Hilo: Gina – the Girl Who Broke the World by Judd Winick

Judd Winick’s Hilo series is my favourite kid’s graphic novel series. I love it because it’s entertaining, action-packed, and laugh-out-loud-funny, but it also has real emotional depth. His characters are saving the world and putting themselves in danger while doing so, and Judd shows how this affects his characters, especially the grief they feel at losing friends. In the first six books in the series, D.J., Gina and Hilo have been through a lot together, and they’ve come out the other side as different kids. The latest book in the series, Gina – the Girl Who Broke the World, starts a new chapter for our heroes, but it still has everything I love about the Hilo series.

Gina, D.J. and Hilo are still coming to terms with the events in All the Pieces Fit. Things are different for everyone. Hilo is now human and living with D.J. and his family, and Gina can do more magic than ever before. She could use her magic to help others, but she knows that sometimes magic isn’t enough to save the ones you love. When strange beings start appearing around their town, it seems that only Gina can see and hear them. They appear to be hunting the Nestor, but they won’t reveal what or who the Nestor is. D.J. and Hilo want to help Gina, so she helps them to see the creatures. When they finally meet the Nestor, the creatures explain that they just want to get home, and Gina offers to help them. Gina must use all of her magic to help the Nestor return home, but in doing so, will put the entire earth in jeopardy.

Gina – the Girl Who Broke the World is an awesome start to a new chapter of Hilo. This book is a real emotional rollercoaster, as I was cracking up at Hilo’s antics one moment and my heart was breaking the next. Gina, D.J. and Hilo are grieving for their friends so are all finding it hard to adjust to their new lives. They are such good friends though, as they take note of how they are each feeling and try to help in their own way. You can tell, by their actions and from the illustrations, that they care deeply for each other. I love the way that Judd can show us this using just a look between the characters.

Hilo has always made me laugh but he made me chuckle so many times in this book. He keeps forgetting that he’s human now and doesn’t have any powers. He tries to fly like he used to and ends up flat on his face, or tries to shoots beams from his hands but remembers he can’t do that either. Now that he’s human he can eat real food and he becomes totally obsessed with mango. He wants to join Gina to fight the monsters so he makes special tights for him and D.J. so that they’ll look the part. My favourite Hilo moment is when he is distracting the babysitter with the face he’s drawn on his belly. There are some things that he can do though that suggests that he is not completely human.

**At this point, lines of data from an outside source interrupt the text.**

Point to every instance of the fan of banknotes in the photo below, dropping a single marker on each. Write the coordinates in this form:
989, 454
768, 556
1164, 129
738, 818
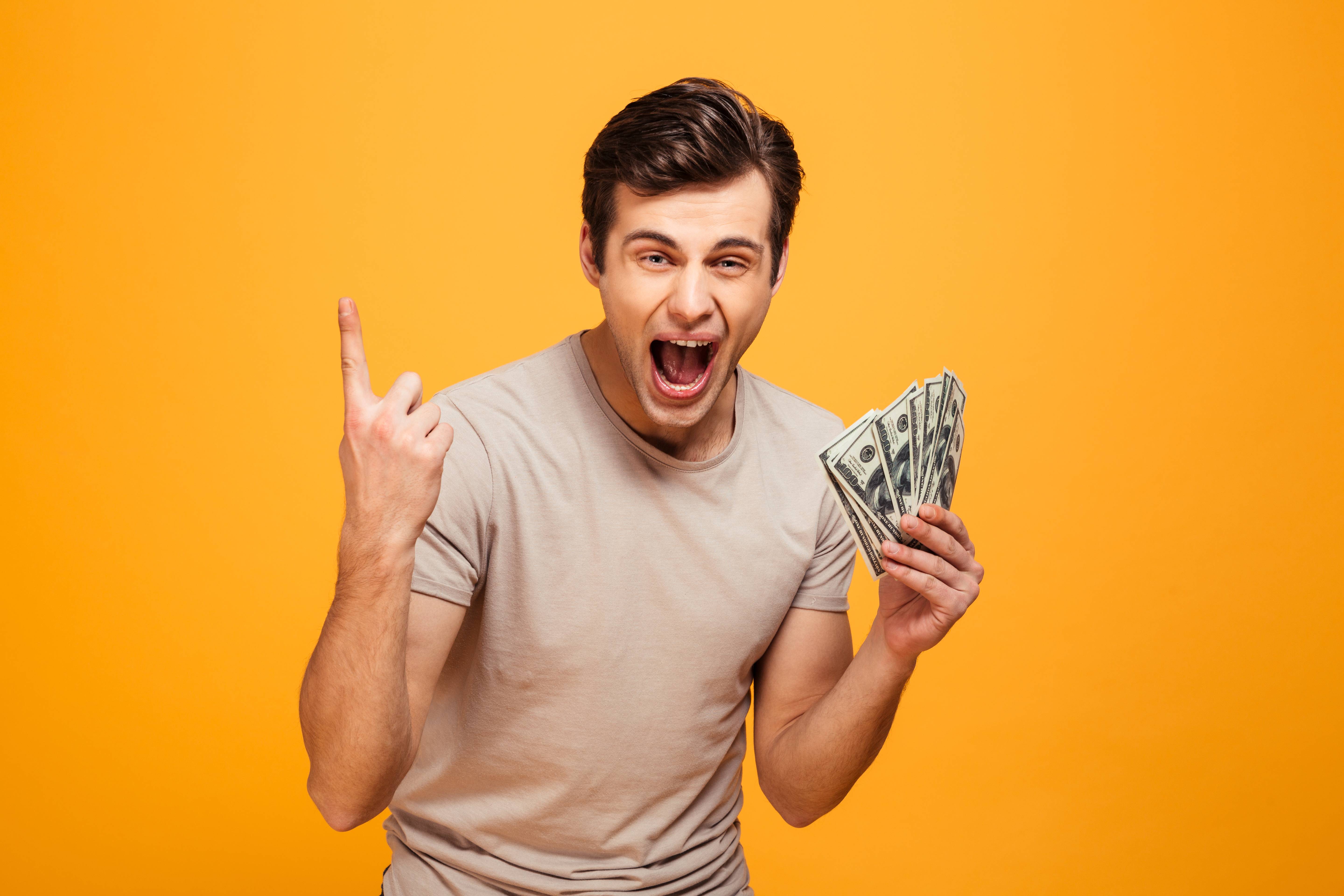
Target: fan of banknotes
896, 460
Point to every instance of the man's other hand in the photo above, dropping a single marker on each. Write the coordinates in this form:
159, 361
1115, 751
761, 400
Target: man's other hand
925, 594
392, 456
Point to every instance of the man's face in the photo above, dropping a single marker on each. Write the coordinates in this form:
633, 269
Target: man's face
686, 288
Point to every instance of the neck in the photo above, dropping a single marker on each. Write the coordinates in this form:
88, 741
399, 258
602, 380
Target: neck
700, 442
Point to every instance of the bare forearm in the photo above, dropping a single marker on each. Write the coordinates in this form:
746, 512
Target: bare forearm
814, 761
354, 704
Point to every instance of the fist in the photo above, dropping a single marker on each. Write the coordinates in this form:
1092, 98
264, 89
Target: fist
392, 456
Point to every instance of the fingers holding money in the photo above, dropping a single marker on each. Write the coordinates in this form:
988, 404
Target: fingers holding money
941, 543
933, 577
949, 523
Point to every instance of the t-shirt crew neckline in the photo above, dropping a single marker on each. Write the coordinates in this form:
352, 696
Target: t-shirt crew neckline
638, 441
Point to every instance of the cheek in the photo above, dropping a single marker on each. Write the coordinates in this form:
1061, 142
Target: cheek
630, 303
745, 311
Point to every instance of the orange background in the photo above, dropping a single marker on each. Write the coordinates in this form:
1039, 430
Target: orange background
1121, 224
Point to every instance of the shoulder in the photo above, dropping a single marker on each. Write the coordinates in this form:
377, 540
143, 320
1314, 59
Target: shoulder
791, 416
523, 390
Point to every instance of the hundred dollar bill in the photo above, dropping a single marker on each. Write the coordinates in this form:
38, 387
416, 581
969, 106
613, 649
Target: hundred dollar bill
858, 465
869, 549
932, 409
945, 480
893, 429
952, 406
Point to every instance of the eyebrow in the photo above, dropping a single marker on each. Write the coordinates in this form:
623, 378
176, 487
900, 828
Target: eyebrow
740, 242
651, 234
728, 242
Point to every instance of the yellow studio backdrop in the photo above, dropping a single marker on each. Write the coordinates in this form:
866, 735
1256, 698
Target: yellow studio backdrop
1120, 224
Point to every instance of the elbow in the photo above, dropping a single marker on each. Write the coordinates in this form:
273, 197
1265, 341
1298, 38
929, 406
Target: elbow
794, 811
339, 813
798, 819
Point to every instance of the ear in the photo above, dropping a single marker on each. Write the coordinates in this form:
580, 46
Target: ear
784, 266
587, 260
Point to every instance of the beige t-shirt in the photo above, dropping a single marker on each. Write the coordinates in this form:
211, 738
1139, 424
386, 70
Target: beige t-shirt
587, 734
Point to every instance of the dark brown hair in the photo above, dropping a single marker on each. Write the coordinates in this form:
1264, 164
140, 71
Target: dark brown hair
697, 131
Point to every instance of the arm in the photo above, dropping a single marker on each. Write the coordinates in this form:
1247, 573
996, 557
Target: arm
822, 717
370, 680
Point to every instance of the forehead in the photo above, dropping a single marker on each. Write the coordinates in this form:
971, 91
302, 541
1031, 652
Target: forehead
701, 213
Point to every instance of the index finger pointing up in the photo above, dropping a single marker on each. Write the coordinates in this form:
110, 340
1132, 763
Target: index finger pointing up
353, 366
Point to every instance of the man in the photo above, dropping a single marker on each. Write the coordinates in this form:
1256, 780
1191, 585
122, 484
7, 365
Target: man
542, 647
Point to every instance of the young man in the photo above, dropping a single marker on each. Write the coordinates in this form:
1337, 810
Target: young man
542, 647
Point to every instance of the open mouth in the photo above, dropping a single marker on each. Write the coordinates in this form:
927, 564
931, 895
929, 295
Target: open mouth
682, 366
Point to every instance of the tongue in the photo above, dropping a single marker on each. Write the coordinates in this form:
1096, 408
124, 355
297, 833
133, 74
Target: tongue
682, 366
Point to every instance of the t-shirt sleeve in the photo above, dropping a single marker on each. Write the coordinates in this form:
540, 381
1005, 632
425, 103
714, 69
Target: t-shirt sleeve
452, 553
826, 585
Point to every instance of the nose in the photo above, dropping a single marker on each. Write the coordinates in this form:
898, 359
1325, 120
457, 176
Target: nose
691, 300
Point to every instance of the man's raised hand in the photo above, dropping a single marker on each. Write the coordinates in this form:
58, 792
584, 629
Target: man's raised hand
392, 456
925, 594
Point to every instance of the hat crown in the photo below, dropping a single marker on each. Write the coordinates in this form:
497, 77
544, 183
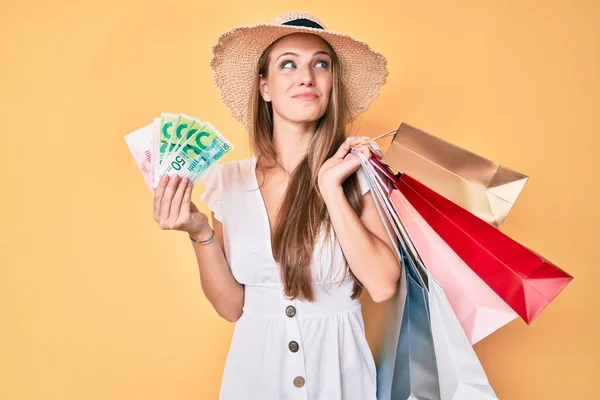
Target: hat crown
293, 15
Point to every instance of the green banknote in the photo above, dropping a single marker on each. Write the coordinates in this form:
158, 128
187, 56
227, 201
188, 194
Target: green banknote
182, 126
167, 131
199, 149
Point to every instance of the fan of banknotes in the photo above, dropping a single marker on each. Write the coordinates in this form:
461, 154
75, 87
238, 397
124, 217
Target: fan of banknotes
176, 144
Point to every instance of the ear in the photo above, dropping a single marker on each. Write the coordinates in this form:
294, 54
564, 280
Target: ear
264, 89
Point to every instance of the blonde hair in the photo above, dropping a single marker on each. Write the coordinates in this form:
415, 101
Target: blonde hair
302, 213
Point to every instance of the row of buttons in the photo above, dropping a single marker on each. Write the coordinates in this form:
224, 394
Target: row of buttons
299, 381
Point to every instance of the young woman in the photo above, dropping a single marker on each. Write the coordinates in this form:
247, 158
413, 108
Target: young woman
296, 233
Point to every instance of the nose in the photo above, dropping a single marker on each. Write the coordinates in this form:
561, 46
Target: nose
306, 76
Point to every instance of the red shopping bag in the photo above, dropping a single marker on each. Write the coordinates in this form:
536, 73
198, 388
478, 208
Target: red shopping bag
523, 279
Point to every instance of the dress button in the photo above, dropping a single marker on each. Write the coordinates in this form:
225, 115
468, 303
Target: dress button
299, 381
290, 311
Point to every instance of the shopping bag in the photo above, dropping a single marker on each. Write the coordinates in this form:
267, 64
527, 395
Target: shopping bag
483, 187
407, 368
478, 308
461, 375
523, 279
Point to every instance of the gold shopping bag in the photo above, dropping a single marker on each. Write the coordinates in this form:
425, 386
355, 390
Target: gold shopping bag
484, 188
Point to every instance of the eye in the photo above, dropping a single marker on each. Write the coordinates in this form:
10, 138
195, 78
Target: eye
325, 63
283, 64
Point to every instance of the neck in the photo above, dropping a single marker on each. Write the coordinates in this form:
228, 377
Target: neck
291, 141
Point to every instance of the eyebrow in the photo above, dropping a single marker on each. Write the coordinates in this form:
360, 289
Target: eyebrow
289, 53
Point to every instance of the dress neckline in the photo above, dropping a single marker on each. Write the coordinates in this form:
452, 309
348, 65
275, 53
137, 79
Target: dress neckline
264, 217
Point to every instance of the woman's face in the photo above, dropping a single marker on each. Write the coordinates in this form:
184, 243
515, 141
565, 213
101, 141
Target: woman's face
299, 78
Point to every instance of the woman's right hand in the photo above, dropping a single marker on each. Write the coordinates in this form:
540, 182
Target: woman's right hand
174, 210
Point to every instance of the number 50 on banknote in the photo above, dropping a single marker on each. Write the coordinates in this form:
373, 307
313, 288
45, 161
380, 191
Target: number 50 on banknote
176, 144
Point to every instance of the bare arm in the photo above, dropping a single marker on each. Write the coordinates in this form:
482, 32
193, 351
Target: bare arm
174, 210
365, 244
218, 283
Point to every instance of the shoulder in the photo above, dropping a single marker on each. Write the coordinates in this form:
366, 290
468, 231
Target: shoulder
236, 168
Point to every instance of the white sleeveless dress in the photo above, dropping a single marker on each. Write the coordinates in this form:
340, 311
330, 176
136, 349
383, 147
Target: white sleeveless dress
286, 349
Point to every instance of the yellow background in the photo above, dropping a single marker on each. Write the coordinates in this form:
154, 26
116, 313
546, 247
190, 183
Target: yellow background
98, 303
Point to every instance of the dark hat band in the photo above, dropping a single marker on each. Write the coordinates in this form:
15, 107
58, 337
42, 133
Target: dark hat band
303, 22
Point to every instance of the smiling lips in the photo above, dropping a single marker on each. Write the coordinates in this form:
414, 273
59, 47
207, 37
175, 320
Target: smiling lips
305, 96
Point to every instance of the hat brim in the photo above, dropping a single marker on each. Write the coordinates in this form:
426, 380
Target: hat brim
237, 51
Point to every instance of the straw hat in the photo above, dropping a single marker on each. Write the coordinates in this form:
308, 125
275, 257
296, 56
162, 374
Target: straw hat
237, 51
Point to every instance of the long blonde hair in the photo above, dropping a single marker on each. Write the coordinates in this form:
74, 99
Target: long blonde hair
302, 213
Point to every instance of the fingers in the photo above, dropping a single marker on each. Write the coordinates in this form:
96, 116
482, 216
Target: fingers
347, 145
184, 214
175, 208
165, 204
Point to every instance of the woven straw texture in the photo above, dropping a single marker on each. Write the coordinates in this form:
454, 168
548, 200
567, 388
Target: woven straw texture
237, 51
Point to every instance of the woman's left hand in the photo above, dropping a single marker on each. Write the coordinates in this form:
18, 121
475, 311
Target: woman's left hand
341, 165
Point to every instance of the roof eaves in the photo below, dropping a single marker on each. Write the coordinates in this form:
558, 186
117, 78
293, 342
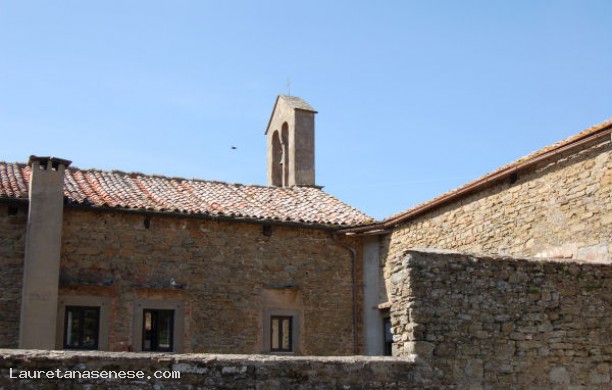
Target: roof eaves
207, 216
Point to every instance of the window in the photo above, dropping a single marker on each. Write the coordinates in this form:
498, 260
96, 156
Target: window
157, 330
81, 327
159, 325
281, 328
388, 336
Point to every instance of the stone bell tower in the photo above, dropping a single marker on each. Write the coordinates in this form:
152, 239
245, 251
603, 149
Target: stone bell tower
290, 137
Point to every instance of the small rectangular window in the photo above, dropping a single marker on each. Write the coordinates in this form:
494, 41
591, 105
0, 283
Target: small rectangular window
81, 327
158, 330
281, 328
388, 336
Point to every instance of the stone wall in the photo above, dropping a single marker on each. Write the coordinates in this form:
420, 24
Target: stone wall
496, 322
199, 371
226, 274
13, 219
560, 208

Judd’s art is fantastic as always. The thing I love the most about Judd’s storytelling is that so much of it is visual. There are chunks of the story, when the kids are fighting monsters, where there is very little text. That is what makes the Hilo series so great for struggling or reluctant readers, as the stories are light on text and heavy on visual storytelling. Judd’s characters are also very expressive, so it is clear to see their emotions on their face and in their body language.

I can’t recommend the Hilo series highly enough. If you haven’t discovered them yet, go and find the first volume, Hilo: The Boy Who Crashed to Earth. If you’ve read all of the others in the series you must get your hands on this volume immediately. I will be eagerly awaiting Hilo book 8, coming in 2022.